«On ne doit plus voir des dépouilles de personnes traînées dans les rues à cause de leur orientation sexuelle, ou d’autres subir la stigmatisation», s’indigne  Driss, militant sénégalais pour les droits des personnes LGBTI. © Amnesty International/Toby Binder
«On ne doit plus voir des dépouilles de personnes traînées dans les rues à cause de leur orientation sexuelle, ou d’autres subir la stigmatisation», s’indigne Driss, militant sénégalais pour les droits des personnes LGBTI. © Amnesty International/Toby Binder

Défenseur·e·s des droits humains Plus jamais de mort·e·s LGBTI!

Par Kiné Fatim Diop, responsable de campagne pour l’Afrique de l’Ouest - Article paru dans le magazine AMNESTY n° 90, Août 2017
Défendre les droits des personnes homosexuelles en Afrique, c’est s’exposer à de gros risques, y compris la violence et la mort. Le Sénégal ne fait pas exception: la dépénalisation de l’homosexualité y est instrumentalisée par les leaders politiques et religieux ainsi que par les médias. Pourtant, le Sénégalais Driss (prénom d'emprunt) a choisi de se battre.

La souffrance endurée par ses pairs a catalysé l’activisme de Driss en faveur du respect des droits des personnes lesbiennes, gays, bisexuelles, transsexuelles et intersexes (LGBTI).

Physique imposant, voix posée et franc sourire, il explique: «J’ai vu le manque de compréhension des familles, des voisins, les effets d’une loi pénalisant l’homosexualité et la méconnaissance de ce qui relève de l’orientation sexuelle. C’est pour cela que j’ai décidé d’être un militant des droits LGBTI.»

Il commence à militer en 2006, d’abord de manière discrète. En 2008, son arrestation et sa condamnation à huit ans de prison simplement à cause de son orientation sexuelle supposée le propulsent malgré lui devant les médias et l’opinion nationale. Le 20 avril 2009, il ressort de prison pour défaut de preuve, marqué à jamais.

«Dans un pays où l’homosexualité est vue comme importée de l’Occident, il était important de donner un visage local à l’homosexualité.»

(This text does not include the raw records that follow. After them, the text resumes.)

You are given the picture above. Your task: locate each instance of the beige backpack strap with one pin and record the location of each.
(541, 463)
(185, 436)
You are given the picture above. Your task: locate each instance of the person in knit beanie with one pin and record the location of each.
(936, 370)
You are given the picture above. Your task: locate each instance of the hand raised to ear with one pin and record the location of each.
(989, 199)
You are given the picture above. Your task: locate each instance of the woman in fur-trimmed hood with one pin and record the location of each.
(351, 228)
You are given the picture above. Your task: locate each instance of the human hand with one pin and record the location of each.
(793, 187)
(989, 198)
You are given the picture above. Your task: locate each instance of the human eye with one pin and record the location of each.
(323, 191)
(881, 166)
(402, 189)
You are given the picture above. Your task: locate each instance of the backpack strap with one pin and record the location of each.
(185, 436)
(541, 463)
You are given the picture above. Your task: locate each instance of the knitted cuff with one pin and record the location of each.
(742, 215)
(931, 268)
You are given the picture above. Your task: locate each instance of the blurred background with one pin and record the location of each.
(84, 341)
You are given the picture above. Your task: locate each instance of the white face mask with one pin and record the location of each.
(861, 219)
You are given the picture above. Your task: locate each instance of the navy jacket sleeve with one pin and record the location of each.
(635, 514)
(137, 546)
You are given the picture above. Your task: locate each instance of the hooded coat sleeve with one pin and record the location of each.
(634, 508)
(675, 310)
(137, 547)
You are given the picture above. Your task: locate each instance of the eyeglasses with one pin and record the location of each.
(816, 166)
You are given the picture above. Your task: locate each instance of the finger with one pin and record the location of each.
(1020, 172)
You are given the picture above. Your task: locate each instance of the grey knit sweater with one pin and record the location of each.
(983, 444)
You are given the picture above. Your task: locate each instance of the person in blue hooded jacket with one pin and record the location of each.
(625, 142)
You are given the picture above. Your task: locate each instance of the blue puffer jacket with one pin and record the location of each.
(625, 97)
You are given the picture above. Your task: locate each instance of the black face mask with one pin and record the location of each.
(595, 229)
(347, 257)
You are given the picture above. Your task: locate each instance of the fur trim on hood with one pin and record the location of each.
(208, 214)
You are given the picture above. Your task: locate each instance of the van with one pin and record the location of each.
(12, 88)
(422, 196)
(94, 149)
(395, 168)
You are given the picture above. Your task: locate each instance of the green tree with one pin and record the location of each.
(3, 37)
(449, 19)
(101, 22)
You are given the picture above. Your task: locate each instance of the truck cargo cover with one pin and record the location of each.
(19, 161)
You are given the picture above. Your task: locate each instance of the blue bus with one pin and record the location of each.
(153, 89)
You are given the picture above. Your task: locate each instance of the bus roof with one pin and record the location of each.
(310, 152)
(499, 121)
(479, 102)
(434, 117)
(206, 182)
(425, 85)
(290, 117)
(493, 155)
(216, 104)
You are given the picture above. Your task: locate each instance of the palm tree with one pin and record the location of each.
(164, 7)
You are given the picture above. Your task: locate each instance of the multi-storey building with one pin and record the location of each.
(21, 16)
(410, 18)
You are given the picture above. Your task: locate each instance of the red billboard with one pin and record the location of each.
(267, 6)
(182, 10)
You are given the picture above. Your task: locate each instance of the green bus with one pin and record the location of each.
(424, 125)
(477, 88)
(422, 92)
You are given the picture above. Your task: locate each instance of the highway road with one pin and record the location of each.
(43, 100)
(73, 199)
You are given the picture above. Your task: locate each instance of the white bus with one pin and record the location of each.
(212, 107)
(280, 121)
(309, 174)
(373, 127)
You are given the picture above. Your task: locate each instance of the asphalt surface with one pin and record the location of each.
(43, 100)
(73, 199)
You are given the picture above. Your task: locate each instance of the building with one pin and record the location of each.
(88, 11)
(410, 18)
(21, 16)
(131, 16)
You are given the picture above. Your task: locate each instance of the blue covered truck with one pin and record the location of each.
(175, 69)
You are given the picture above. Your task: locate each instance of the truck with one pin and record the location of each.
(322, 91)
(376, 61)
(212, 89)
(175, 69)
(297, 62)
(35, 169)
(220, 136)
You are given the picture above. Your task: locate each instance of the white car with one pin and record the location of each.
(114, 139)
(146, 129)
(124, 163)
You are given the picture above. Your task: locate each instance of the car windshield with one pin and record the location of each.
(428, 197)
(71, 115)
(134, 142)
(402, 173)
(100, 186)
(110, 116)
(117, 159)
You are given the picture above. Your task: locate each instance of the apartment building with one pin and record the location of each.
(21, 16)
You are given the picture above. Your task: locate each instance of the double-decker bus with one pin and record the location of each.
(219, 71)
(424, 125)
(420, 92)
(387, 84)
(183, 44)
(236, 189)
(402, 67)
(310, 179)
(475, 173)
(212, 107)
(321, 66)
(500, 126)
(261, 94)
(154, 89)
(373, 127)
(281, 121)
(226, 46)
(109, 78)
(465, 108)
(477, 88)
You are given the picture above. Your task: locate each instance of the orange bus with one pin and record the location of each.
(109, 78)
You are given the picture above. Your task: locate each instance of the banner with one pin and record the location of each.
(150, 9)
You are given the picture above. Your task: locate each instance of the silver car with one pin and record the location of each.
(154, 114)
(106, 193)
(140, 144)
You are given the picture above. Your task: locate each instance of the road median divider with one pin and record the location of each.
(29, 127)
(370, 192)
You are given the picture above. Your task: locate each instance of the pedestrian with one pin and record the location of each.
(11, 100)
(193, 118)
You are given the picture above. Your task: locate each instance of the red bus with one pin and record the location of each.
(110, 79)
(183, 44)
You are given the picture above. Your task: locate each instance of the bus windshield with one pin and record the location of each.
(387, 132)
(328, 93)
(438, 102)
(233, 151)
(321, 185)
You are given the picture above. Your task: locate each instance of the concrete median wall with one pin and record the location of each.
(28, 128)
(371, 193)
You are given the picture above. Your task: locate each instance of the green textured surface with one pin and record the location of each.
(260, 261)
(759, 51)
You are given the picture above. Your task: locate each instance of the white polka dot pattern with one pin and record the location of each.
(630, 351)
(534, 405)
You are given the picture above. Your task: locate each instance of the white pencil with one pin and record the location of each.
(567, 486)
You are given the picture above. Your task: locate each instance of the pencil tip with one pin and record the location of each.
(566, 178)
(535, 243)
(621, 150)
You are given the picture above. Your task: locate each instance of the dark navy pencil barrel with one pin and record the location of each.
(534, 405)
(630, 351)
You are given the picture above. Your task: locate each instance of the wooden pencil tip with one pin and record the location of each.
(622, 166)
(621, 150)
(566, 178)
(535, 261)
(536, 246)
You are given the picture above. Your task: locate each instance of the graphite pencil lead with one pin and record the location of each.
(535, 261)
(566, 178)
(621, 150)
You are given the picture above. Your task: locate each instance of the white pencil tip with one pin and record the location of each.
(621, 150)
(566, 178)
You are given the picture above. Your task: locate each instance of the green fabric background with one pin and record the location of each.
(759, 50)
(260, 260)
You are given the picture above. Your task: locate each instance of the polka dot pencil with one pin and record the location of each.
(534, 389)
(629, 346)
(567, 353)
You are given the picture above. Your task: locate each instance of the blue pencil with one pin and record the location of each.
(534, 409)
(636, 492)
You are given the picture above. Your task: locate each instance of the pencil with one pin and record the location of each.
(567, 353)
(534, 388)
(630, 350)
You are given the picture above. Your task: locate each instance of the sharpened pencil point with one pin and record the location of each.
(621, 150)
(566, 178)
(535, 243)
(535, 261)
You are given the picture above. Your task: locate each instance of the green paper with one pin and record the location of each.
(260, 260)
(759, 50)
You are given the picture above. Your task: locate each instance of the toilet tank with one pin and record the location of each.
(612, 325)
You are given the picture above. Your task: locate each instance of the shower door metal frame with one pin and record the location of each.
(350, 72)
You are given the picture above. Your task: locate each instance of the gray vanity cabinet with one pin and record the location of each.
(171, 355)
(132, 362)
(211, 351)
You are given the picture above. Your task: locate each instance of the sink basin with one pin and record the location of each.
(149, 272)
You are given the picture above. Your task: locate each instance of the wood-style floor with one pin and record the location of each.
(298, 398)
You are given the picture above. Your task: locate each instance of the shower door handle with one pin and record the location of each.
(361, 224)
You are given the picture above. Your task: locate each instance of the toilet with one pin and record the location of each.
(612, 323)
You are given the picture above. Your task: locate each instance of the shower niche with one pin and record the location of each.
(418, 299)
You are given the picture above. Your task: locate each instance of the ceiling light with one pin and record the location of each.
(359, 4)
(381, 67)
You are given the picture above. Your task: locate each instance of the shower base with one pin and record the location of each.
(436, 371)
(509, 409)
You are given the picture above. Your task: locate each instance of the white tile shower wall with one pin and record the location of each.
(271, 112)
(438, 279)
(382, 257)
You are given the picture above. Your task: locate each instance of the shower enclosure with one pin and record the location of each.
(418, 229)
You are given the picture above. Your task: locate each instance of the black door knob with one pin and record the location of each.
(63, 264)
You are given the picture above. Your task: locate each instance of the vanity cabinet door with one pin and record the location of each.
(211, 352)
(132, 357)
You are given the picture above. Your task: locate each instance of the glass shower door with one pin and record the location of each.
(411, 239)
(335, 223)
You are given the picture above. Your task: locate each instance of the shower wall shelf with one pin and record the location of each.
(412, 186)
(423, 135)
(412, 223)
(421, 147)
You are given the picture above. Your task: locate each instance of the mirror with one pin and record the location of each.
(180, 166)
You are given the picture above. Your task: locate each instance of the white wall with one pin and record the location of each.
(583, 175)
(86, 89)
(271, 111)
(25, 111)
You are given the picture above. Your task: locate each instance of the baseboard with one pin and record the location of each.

Il décide alors d’assumer son orientation sexuelle et son combat, et devient l’un des rares leaders de la lutte pour les droits des LGBTI au Sénégal à mener son combat publiquement. «Dans un pays où l’homosexualité est vue comme importée de l’Occident, il était important de donner un visage local à l’homosexualité», affirme-t-il. Selon lui, il ne faut pas imposer les droits des personnes LGBTI de manière brutale, mais par le dialogue. Car «les résistances dans les familles et dans la rue sont plus fortes encore que celles que nous trouvons au sommet de l’État».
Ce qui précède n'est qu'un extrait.